Aetiology
There are four different categories of shock.
Distributive (failure of vasoregulation): causes include sepsis, anaphylaxis, and brainstem or spinal injury (neurogenic).
Cardiogenic (pump dysfunction): most commonly occurs after myocardial infarction but other causes include tachyarrhythmias (e.g., atrial fibrillation or ventricular tachycardia), bradyarrhythmias, toxic substances (e.g., alcohol, recreational drugs), non-adherence with salt/fluid intake or medications, excessive rise in blood pressure, infection (e.g., pneumonia, infective endocarditis, sepsis), and acute mechanical causes (e.g., myocardial rupture, chest trauma, acute valvular incompetence).[3]
Hypovolaemic (loss of intravascular volume): haemorrhagic causes include gastrointestinal bleeding and trauma.[18][19] Non-haemorrhagic causes include burns and diabetic ketoacidosis.
Obstructive (barriers to cardiac flow or filling): a pulmonary embolism may restrict pulmonary blood flow; cardiac tamponade and tension pneumothorax cause cardiac filling restriction.
Patients may have a combination of the above categories of shock. For example, a patient with sepsis may have septic shock (distributive shock), septic cardiomyopathy (cardiogenic shock), and a degree of hypovolaemia (hypovolaemic shock).
Pathophysiology
Hypoperfusion is a lack of adequate oxygen delivery at a cellular level, due to decreased blood flow and oxygen delivery, or increased tissue oxygen demand without a homeostatic increase in blood flow to supply the required oxygen for organ tissue. When blood flow supply cannot meet demand, hypoperfusion results. Low oxygen delivery from poor blood flow or low blood oxygen saturation impairs basic metabolic functions of cells and organs.

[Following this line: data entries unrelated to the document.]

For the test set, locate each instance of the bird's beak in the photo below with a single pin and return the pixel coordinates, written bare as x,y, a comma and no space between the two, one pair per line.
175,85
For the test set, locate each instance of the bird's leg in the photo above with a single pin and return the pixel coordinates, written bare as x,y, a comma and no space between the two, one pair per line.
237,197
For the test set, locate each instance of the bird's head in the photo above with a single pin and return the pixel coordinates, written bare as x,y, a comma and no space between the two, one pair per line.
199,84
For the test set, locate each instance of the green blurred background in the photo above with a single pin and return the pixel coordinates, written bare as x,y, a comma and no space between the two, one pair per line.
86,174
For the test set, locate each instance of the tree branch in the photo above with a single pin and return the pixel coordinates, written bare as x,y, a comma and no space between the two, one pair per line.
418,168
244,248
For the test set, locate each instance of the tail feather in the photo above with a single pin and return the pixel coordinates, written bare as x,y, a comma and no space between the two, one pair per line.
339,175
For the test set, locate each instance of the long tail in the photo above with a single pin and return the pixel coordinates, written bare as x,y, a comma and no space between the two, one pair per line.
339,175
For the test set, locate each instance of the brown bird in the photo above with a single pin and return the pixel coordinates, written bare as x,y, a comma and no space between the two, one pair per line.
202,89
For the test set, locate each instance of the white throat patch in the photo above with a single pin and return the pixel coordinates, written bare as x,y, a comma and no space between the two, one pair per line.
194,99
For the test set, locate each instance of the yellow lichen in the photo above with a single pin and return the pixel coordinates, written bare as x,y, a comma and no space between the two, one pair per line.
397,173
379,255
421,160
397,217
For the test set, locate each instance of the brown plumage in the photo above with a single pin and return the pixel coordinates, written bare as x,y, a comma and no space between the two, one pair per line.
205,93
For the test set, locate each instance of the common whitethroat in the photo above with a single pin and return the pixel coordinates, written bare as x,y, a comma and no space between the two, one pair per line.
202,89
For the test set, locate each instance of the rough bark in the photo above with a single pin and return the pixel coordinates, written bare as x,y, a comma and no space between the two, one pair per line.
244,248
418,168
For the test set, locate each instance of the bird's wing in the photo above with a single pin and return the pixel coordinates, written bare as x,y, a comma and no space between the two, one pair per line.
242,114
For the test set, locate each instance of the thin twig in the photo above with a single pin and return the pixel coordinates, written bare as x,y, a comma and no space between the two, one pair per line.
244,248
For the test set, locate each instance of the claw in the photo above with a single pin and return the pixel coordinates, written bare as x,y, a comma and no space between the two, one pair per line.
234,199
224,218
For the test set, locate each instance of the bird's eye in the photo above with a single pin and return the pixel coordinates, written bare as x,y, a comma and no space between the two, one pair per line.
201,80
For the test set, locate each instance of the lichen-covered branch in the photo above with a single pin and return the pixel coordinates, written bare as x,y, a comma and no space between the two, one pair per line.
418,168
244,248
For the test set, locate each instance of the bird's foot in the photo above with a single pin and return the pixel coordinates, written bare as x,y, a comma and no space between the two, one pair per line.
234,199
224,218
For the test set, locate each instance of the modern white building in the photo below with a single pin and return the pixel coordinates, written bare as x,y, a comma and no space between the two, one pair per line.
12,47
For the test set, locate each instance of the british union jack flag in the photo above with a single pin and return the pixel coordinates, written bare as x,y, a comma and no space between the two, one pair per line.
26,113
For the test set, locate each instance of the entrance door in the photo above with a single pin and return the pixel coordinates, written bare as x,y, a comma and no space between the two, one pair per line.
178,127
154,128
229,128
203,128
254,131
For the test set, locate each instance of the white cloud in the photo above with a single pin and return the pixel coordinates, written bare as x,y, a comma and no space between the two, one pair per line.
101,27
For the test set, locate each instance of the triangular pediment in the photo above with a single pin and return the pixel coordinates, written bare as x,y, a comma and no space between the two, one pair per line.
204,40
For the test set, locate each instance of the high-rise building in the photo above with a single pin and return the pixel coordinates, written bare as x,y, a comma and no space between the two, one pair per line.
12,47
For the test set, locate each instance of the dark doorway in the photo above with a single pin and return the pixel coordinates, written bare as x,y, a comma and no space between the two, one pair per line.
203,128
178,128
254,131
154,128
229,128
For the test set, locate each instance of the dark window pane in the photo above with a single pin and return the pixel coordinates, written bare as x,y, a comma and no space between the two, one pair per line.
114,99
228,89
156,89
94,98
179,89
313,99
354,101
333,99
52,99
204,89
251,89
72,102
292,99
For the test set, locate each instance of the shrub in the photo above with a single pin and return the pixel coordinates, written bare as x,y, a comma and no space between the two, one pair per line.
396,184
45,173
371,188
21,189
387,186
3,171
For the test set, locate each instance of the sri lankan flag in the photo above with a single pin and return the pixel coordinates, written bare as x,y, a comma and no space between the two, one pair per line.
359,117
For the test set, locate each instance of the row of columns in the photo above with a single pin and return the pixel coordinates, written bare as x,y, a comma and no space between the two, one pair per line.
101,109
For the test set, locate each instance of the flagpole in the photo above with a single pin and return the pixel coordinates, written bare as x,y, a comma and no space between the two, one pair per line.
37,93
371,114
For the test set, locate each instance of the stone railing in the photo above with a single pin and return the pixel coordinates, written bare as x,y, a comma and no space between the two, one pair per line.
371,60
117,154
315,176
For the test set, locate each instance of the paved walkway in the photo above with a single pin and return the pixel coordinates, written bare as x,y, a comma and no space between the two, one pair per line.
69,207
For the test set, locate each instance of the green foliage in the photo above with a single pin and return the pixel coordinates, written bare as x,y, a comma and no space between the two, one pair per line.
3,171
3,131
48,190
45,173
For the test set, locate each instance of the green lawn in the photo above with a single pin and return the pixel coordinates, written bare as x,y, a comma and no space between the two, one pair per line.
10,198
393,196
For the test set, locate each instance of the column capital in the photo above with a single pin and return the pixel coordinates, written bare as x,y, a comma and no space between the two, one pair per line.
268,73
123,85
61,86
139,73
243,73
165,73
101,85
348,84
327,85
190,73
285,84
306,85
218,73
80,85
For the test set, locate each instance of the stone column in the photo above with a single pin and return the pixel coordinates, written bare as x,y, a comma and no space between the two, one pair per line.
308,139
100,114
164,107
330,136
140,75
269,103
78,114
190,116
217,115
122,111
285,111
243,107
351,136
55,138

Hypoperfusion triggers a systemic stress response, including tachycardia and peripheral vasoconstriction. Once physiological compensation mechanisms are overwhelmed, organ dysfunction ensues, followed by organ failure, irreversible organ damage, and death.
In septic shock, pathological peripheral vasodilation caused by the septic state may result in a relative loss of perfusion pressure due to loss of systemic vascular resistance (vascular regulation). This may lead to secondary coronary ischaemia and cardiac dysfunction. The resulting vascular and cardiac impairment may contribute to the progression of shock.
In cardiogenic shock, tissue hypoperfusion resulting from loss of cardiac output induces tissue (cellular) inflammation.[20] Shock may self-perpetuate by inducing additional cellular-level shock response such as cell-toxic cytokines, which results in systemic inflammatory response syndrome.
Low blood pressure is an indirect, imprecise measure of perfusion. This is illustrated by decreased cellular oxygen delivery in hypertensive crisis, where high arterial resistance actually reduces cardiac output and perfusion. Tissue hypoxia may be present without low blood pressure.[2]
Classification
Pathological mechanism
Shock is most commonly classified by cause.
Cardiogenic (pump dysfunction): may occur after myocardial infarction, due to cardiomyopathy, arrhythmia, or cardiac valve pathology.
Hypovolaemic (loss of intravascular volume): due to haemorrhage, dehydration, gastrointestinal or third space losses.
Distributive (failure of vasoregulation): results in a fall in systemic vascular resistance with vasodilation and, classically, warm peripheries, as occurs in sepsis and anaphylaxis.
Obstructive (barriers to cardiac flow or filling): a pulmonary embolus may restrict flow; cardiac tamponade and tension pneumothorax cause a cardiac filling restriction.